The DuckDB accelerator enables PRAGMA enable_checkpoint_on_shutdown at connection setup. Graceful shutdown writes a clean checkpoint, making restart near-instantaneous. Ungraceful shutdowns leave a WAL to replay, slowing the first subsequent startup.

Spill Directory​

Large queries (sort, aggregate, join) can spill to disk. The spill directory is controlled by runtime.query.temp_directory. Point this at a fast local volume (NVMe SSD) and ensure adequate free space (2-4× the largest join input is a safe starting point).

Vacuum​

DuckDB does not require explicit VACUUM; its storage layout compacts on checkpoint. No Spice-level vacuum automation is provided.

Capacity & Sizing​

Connection Pool​

ParameterDefaultDescription
connection_pool_sizemax(10, number of datasets on the same instance)Maximum connections in the shared DuckDB pool.
(pool min idle)10Minimum idle connections.

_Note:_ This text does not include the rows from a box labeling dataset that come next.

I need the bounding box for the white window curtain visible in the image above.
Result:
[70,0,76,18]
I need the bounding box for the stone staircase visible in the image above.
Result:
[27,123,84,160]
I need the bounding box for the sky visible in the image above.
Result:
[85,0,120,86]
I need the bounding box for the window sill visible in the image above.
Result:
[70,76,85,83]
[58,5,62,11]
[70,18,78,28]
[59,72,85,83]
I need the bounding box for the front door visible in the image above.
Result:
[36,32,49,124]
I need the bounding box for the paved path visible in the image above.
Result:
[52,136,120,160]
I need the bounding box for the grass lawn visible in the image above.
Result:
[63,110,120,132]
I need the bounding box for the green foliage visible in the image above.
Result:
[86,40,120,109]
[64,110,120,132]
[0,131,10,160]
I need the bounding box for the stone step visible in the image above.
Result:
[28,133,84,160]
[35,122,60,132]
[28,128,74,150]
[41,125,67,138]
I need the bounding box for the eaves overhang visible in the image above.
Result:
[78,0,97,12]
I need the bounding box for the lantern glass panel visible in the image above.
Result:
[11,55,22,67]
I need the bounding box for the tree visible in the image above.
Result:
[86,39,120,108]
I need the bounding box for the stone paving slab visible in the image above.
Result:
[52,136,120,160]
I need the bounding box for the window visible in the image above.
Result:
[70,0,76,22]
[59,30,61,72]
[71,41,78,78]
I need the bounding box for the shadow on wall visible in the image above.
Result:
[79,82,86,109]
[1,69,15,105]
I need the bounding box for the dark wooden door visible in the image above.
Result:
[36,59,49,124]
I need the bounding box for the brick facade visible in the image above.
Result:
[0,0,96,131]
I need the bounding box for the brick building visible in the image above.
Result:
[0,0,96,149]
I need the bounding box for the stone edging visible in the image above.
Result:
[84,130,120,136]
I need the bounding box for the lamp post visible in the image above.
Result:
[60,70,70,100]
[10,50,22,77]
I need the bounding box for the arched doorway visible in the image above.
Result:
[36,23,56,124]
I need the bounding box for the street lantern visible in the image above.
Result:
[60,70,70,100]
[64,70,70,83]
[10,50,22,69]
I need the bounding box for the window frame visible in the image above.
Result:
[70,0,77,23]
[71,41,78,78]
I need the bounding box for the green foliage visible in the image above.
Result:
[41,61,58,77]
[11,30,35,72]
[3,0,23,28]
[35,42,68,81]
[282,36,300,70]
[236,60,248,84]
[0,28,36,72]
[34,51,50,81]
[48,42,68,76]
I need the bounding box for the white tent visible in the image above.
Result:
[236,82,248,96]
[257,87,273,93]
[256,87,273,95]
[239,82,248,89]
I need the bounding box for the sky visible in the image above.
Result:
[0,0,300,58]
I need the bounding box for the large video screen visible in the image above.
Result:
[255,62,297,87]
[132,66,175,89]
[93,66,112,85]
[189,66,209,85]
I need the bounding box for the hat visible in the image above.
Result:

Datasets sharing a DuckDB instance share the pool. For write-heavy refresh plus read-heavy query workloads, size the pool to cover expected concurrency plus a small headroom; DuckDB's serializable concurrency model limits benefit beyond the point of write contention.

Memory​

DuckDB self-tunes its memory limit based on system memory. For containers, set a memory_limit pragma via the connection string to prevent OOM due to cgroup misdetection. Plan for the DuckDB working set plus ~2× for query execution headroom.

Index Parameters​

ParameterDescription
index_scan_percentageOptimizer hint: fraction of rows below which index scan is preferred over table scan.
index_scan_max_countOptimizer hint: maximum rows for which index scan is preferred.
on_refresh_sort_columnsColumns to sort by during refresh. Caution: current implementation uses CREATE OR REPLACE, which drops constraints and indexes.

DuckDB supports traditional B-tree / ART indexes via SQL CREATE INDEX against the accelerated table. Define them once the dataset schema is stable.

Metrics​

Generic acceleration metrics are available with the dataset_acceleration_ prefix. DuckDB-specific OpenTelemetry instruments are not currently registered at the runtime layer. For DuckDB-internal telemetry, query DuckDB directly via Spice:

SELECT * FROM duckdb_memory();
PRAGMA database_size;

See Component Metrics for enabling and exporting runtime metrics.

Task History​

DuckDB acceleration operations participate in task history through the shared acceleration spans (accelerated_table_refresh, sql_query) plus DuckDB's SQL execution wrapped in DataFusion plan nodes.

Known Limitations​

  • on_refresh_sort_columns drops indexes: The current implementation issues CREATE OR REPLACE TABLE ... ORDER BY ..., which drops pre-existing indexes and constraints. Re-run CREATE INDEX statements after sort-column refreshes or pin DDL changes via startup scripts.
  • Single writer: A DuckDB file has one writer at a time. Two Spice instances must not share the same file in write mode.
  • Version pinning: DuckDB database files are tied to the DuckDB binary version. Upgrading Spice to a version with a newer embedded DuckDB may require re-materialization.
  • No built-in remote replication: Cross-host replication is not provided; use file-level replication or a cloud block-store snapshot.

Troubleshooting​

SymptomLikely causeResolution
Slow first startup after restartWAL replay due to ungraceful shutdown.Use graceful shutdown (SIGTERM). Subsequent starts will be fast once the checkpoint is clean.
OOM on refreshDuckDB memory limit too high for container cgroup.Set a memory_limit pragma via the connection string.
Disk fills during large queriesSpill directory on undersized volume.Point runtime.query.temp_directory at a larger volume; monitor free space.
Query uses table scan when an index existsindex_scan_percentage / index_scan_max_count too low.Tune thresholds; EXPLAIN to confirm.
Indexes disappear after refreshon_refresh_sort_columns triggers CREATE OR REPLACE.Re-create indexes post-refresh, or avoid sort-column refreshes until the underlying behavior is updated.
IO Error: Could not set lock on fileAnother process holds a write lock.Ensure single-writer semantics; verify no other Spice instance is using the same file.